Our next stop in Beijing was Xiaomi
(Xiǎomǐ 小米). Maybe this is a company that needs less of a formal introduction, first, because its mobile phones are already selling quite well in overseas markets and, second, they have started opening Mi Home stores
in Europe and thus receiving wider press coverage in those regions. We were welcomed to the Xiaomi headquarter in Beijing by their international BD team led by Sandy Guo.
Xiaomi is famous in China foremost for its legendary founder and CEO, Mr. Lei Jun
, who already has a number of successful startups and exits under his belt. Xiaomi started out as a mobile phone company by, admittedly, borrowing heavily from iPhone’s design philosophy - only sold at a much cheaper price points to China’s masses. Copying also Apple’s retail strategy they now have hundreds of stores
worldwide, which still look much like the original.
Following in the footsteps of its early success with mobile phones, they have since been trying to build out an entire ecosystem
of very cool home products ranging, from TV sets, to air conditioners, water purifiers, air purifiers, digitally-enabled light bulbs, robot vacuum cleaners, and many more. Only a fraction of those products
get sold outside China. The idea behind this otherwise low margin business is to become an - what they called in their pre-IPO prospectus - internet service company
. Based on their current stock price and revenue break-down, it seems they are still some distance away from this lofty goal.
Just last week Xiaomi released more info on a planned offensive for the German market
- trying to capitalize on the recent troubles of rival Huawei. So, in the near future we can start watching Xiaomi from up close.

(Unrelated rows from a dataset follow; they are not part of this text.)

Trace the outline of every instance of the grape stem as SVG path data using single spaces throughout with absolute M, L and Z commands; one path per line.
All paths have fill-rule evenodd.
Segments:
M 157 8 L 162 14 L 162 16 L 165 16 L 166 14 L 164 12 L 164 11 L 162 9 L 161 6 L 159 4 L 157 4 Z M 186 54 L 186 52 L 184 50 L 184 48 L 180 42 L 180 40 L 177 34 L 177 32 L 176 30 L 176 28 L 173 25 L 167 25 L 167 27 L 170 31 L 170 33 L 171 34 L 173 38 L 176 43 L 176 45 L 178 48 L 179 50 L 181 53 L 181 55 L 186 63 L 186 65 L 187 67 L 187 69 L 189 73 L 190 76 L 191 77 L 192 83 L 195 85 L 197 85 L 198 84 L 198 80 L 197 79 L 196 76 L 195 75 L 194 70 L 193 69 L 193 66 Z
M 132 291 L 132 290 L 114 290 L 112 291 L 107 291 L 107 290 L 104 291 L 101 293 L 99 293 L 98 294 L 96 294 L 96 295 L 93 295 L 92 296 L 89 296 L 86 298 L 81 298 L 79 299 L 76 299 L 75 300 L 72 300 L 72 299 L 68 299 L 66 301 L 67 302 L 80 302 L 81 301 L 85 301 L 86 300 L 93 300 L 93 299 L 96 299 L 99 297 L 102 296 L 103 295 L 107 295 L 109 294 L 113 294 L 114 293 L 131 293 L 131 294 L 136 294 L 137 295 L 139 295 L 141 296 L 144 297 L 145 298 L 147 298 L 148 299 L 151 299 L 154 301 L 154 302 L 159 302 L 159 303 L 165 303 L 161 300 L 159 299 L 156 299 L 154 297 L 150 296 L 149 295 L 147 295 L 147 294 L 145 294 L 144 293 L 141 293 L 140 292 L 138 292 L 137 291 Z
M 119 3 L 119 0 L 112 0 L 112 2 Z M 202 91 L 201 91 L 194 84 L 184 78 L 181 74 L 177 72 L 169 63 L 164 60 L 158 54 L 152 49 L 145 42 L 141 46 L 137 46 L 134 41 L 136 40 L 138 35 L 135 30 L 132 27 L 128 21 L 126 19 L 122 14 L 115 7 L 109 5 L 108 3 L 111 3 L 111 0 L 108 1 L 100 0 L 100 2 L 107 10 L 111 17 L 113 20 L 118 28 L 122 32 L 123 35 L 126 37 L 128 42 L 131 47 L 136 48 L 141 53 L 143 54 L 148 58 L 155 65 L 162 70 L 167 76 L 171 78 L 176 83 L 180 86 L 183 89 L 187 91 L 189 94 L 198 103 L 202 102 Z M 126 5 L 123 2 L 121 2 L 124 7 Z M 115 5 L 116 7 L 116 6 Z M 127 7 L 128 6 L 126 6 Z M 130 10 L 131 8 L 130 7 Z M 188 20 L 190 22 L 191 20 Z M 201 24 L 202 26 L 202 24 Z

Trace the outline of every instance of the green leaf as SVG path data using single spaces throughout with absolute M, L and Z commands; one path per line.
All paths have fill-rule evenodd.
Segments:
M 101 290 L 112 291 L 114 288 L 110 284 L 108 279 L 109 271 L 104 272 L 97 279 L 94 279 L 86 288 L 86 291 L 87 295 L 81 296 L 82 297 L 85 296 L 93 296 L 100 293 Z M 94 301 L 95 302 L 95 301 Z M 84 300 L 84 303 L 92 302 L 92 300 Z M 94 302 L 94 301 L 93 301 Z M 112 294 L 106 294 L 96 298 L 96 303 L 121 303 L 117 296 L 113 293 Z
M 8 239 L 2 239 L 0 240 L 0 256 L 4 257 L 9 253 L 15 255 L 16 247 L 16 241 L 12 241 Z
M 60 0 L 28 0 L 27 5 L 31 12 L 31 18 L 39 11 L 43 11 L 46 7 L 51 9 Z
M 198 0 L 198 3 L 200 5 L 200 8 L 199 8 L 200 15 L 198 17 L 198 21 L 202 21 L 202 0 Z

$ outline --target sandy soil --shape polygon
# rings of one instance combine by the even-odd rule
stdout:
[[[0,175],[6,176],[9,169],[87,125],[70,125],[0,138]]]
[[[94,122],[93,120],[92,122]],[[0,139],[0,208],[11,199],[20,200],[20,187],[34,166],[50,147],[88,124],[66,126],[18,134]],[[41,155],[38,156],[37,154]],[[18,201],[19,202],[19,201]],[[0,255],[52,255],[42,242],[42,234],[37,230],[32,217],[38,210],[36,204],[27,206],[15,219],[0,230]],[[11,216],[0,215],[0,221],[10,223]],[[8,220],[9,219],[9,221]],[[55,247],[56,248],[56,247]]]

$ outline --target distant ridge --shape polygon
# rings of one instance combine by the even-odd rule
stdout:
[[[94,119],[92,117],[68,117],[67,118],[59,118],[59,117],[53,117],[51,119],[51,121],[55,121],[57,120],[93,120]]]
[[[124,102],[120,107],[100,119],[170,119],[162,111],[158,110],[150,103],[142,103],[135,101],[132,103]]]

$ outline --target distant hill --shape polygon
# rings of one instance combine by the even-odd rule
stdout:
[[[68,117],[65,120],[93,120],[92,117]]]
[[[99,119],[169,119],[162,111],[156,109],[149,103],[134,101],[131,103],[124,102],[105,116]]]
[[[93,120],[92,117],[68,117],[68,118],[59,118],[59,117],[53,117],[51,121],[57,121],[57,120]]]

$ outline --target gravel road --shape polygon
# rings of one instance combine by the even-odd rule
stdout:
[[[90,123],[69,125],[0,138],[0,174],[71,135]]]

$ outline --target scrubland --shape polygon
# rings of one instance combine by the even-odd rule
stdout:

By the way, Xiaomi means Little Rice
in Chinese and refers to a main staple of Chinese food subtly hinting at how important their products are for one’s daily life. If you want to know a bit more on the historical background of Xiaomi, please check this link
After our Xiaomi visit, we went straight to the close-by offices of Horizon Robotics. Truth be told, this unicorn startup is one of those gems why digital discovery trips to China can be so valuable and insightful.
Started by Mr. Yu Kai, a graduate of the Technical University of Munich and one of the top AI scientists China has. He founded Baidu’s Institute of Deep Learning (IDL) and led the first autonomous driving project in China. At the Horizon HQ we were greeted by Gian-Marco Brizzolara, a recent Tsinghua Schwartzmann College graduate, one of the first foreign hires of the young company and a significant indicator of how Chinese tech companies these days eye global expansion early.
The company’s main area of expertise is AI edge computing with a focus on 2 use cases: autonomous driving and smart retail.
Edge computing means the ability to process data right there where the action is without the need to first upload data into the cloud thus creating lower latency, but also requiring extremely small and fast processing power. It also meant that the company had to develop their own AI edge processor since nothing of that capacity was on the market yet.
Just to give a few examples of the sheer processing power needed, especially in the areas of autonomous drive and retail, which is where the company is mostly focussed upon: An autonomous-driving vehicle typically generates 600-1,000 TB of data per day and it requires 16,000 trillion calculations on a typical paved road per day to support autonomous driving. Besides their own AI processor, Horizon Robotics is also developing in-house their own superior AI algorithms to be run seamlessly on their chips.
However, it is in the area of smart retail deployment where the company is driving significant revenue today. It helps retailers like the French Beaumanoire Group, Belle Shoes or YH Supermarkets to digitize their retail stores by using smart cameras enabled by edge AI processors. Typical applications are traffic counting and qualification as well as customer path discoveries and resulting in-store zoning recommendations.
Since facial recognition is at the core, the company is making sincere and conscientious efforts to consider the legal and psychological ramifications of an entry into the Western markets. It remains to be seen what the current trade / tech war means for this promising startup.